Bildergalerie: Hohn und Spott als Reaktion auf die erneute Verschiebung

Auch die Flughafenfeuerwehr ist einsatzbereit. Ihr Juwel ist der „Panther 8 mal 8“, ein absolut futuristisches Fahrzeug, das vom Design her auch in Star-Wars-Filmen eine gute Figur machen würde. Kleine Jungs stehen hier nun doch Schlange, um mal am Lenkrad Platz nehmen zu dürfen. Der Panther kostet eine knappe Million Euro und soll bei Flugzeugabstürzen mit einem Dorn die Außenhaut der Maschine durchbrechen und den Innenraum löschen. „So was zu fahren, das macht Spaß“, sagt der freundliche Flughafenfeuerwehrmann stellvertretend für seine 200 Kollegen. Und das Gerätehaus – ist das denn fertig? Er lächelt. Dazu dürfe er nichts sagen.

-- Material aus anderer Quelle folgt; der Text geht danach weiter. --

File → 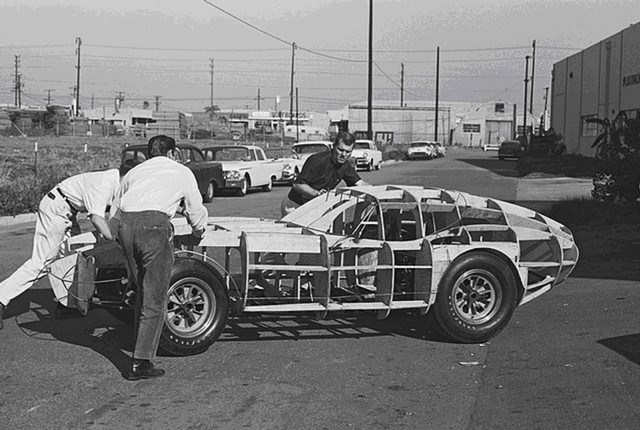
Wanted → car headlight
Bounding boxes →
[224,170,242,181]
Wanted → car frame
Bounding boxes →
[49,185,579,355]
[121,143,224,203]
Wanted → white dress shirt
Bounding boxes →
[116,156,209,230]
[57,169,120,217]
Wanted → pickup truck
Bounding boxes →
[122,143,224,203]
[202,145,285,196]
[351,139,382,170]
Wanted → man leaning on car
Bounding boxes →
[281,131,368,216]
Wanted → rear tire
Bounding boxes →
[159,258,229,355]
[432,252,518,343]
[202,181,216,203]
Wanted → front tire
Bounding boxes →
[202,181,216,203]
[159,258,229,355]
[433,252,518,343]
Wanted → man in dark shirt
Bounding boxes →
[282,131,368,216]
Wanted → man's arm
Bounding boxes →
[291,183,327,199]
[89,214,114,240]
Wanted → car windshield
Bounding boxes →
[501,142,520,148]
[293,143,327,154]
[207,146,250,161]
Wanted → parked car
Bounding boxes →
[49,185,578,355]
[407,140,436,160]
[351,139,382,170]
[122,143,224,203]
[431,142,447,158]
[202,145,283,196]
[498,140,525,160]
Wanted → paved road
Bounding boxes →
[0,147,640,429]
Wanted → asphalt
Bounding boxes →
[0,177,593,227]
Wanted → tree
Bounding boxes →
[587,112,640,201]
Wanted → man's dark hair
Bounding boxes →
[118,158,140,178]
[333,131,356,146]
[147,134,176,158]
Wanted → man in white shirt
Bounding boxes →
[0,169,124,330]
[117,135,208,381]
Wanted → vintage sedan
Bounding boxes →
[49,185,578,355]
[122,143,224,203]
[351,139,382,170]
[407,140,436,160]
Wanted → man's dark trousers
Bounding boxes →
[118,211,174,360]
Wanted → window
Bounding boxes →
[462,124,480,133]
[580,115,600,137]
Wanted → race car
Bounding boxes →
[49,185,578,355]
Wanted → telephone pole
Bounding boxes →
[74,37,82,116]
[14,55,22,109]
[367,0,373,140]
[522,55,531,146]
[400,63,404,107]
[209,58,213,119]
[433,46,440,142]
[289,42,296,124]
[45,90,55,106]
[529,39,536,134]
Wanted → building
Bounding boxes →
[551,23,640,156]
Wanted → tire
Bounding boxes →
[238,176,251,197]
[262,177,273,193]
[202,181,217,203]
[159,258,229,355]
[433,252,518,343]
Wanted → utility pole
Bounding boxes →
[433,46,440,142]
[522,55,531,146]
[45,90,55,106]
[529,39,536,134]
[367,0,373,140]
[540,87,549,130]
[74,37,82,116]
[400,63,404,107]
[209,58,213,119]
[13,55,22,109]
[289,42,296,124]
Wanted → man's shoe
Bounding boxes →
[53,303,84,319]
[122,358,164,381]
[0,303,6,330]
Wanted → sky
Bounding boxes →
[0,0,640,113]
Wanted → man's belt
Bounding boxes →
[47,187,79,213]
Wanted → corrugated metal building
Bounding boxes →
[551,23,640,156]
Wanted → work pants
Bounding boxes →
[118,211,174,360]
[0,189,75,306]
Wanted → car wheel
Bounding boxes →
[238,176,250,196]
[202,181,216,203]
[433,252,518,343]
[159,258,229,355]
[262,177,273,193]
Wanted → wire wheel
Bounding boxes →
[165,277,216,337]
[452,269,502,325]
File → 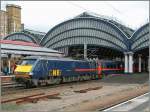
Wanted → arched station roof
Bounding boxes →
[130,23,149,52]
[40,12,132,52]
[3,32,39,44]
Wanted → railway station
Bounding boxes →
[0,2,150,112]
[4,12,149,73]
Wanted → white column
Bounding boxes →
[8,59,11,74]
[129,52,133,73]
[138,54,142,72]
[147,56,150,72]
[84,43,87,59]
[124,53,128,73]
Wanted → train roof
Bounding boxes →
[24,56,89,61]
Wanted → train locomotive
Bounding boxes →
[15,57,123,87]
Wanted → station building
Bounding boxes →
[4,12,149,73]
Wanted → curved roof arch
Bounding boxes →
[40,14,128,51]
[4,32,39,44]
[130,23,149,52]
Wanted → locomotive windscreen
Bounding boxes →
[18,59,36,65]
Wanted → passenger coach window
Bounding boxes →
[20,59,36,65]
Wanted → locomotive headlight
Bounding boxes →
[29,72,33,75]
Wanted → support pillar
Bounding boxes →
[138,54,142,72]
[124,53,128,73]
[84,43,87,59]
[129,52,133,73]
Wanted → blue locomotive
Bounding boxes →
[15,57,123,87]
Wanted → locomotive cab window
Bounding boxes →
[18,59,36,65]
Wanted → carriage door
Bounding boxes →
[97,61,102,79]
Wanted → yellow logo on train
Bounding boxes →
[49,69,61,76]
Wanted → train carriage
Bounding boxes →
[15,57,121,87]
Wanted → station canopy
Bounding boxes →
[0,40,63,57]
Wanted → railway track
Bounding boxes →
[2,80,99,96]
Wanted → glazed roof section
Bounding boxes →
[75,12,134,38]
[0,40,63,56]
[22,29,46,42]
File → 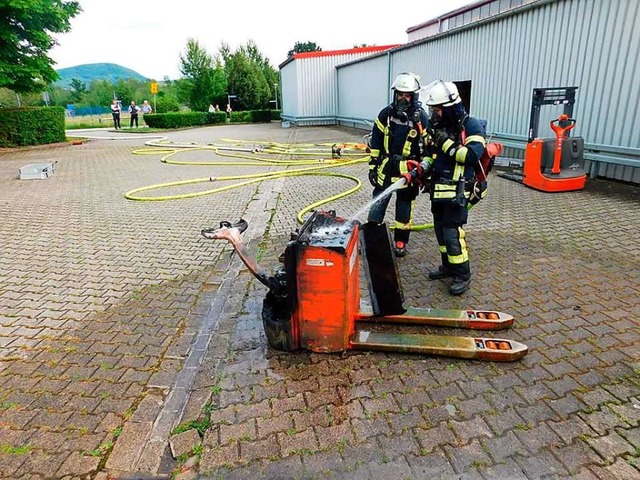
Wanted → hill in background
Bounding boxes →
[54,63,146,88]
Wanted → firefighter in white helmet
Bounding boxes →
[368,72,428,257]
[425,80,486,295]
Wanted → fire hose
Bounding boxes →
[124,140,433,231]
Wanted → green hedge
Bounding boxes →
[144,110,280,128]
[0,107,65,147]
[229,110,280,123]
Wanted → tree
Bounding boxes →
[0,0,81,93]
[287,42,322,57]
[69,78,87,102]
[180,38,227,112]
[220,40,278,110]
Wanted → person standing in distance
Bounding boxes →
[111,98,122,130]
[129,100,140,128]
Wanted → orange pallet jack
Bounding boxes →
[499,87,587,192]
[202,211,527,362]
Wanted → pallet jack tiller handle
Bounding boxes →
[549,113,576,175]
[200,219,271,287]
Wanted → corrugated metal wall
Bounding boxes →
[280,62,298,118]
[338,54,393,128]
[280,52,398,125]
[338,0,640,183]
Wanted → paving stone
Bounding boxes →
[0,123,640,480]
[480,432,527,463]
[169,428,202,458]
[514,423,562,455]
[405,449,455,478]
[442,440,492,474]
[586,432,635,459]
[590,458,640,480]
[479,459,531,480]
[514,451,569,478]
[414,422,456,453]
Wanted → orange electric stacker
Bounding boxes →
[498,87,587,192]
[202,211,527,361]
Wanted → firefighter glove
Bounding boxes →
[369,168,378,187]
[401,160,422,185]
[420,158,433,183]
[432,130,458,157]
[469,181,487,205]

Warum nur muss dieser steife Nordwest so unbarmherzig über das Vorfeld blasen? Die Bänke der Grillbuden bleiben leer, das Riesenrad fährt erst mal gar nicht los, mangels Interesse. Wer will schon testen, ob der Wind oben noch schärfer bläst. Der Heißluftballon wird gar nicht erst aufgeblasen. Der große Rummelplatz, der hier für zwei Tage gute Stimmung verbreiten soll, will trotz Musikbeschallung und Bühnenprogramm nicht richtig Fahrt aufnehmen.

Im Zelt der Beuth-Hochschule präsentiert Student Patrick Bernier eine Flughafensimulation. Er hat den „Flughafen Berlin-Brandenburg Willy Brandt“ schon in Betrieb genommen. 500 Flüge am Tag steckt der Simulationsflughafen locker weg. Die Flieger hetzen wie wimmelnde Ameisen über das Vorfeld. Wenn Bernier auf 1000 Flüge pro Tag hochfährt, bricht der Betrieb allerdings schlagartig zusammen. „35 Prozent der Flüge sind gestrichen“, meldet das Programm. So könnte es gehen, wenn der BER erst richtig in Fahrt gekommen ist. Vielleicht so um 2020.

Das Flughafengelände ist auch am Sonntag von 10 bis 18 Uhr geöffnet.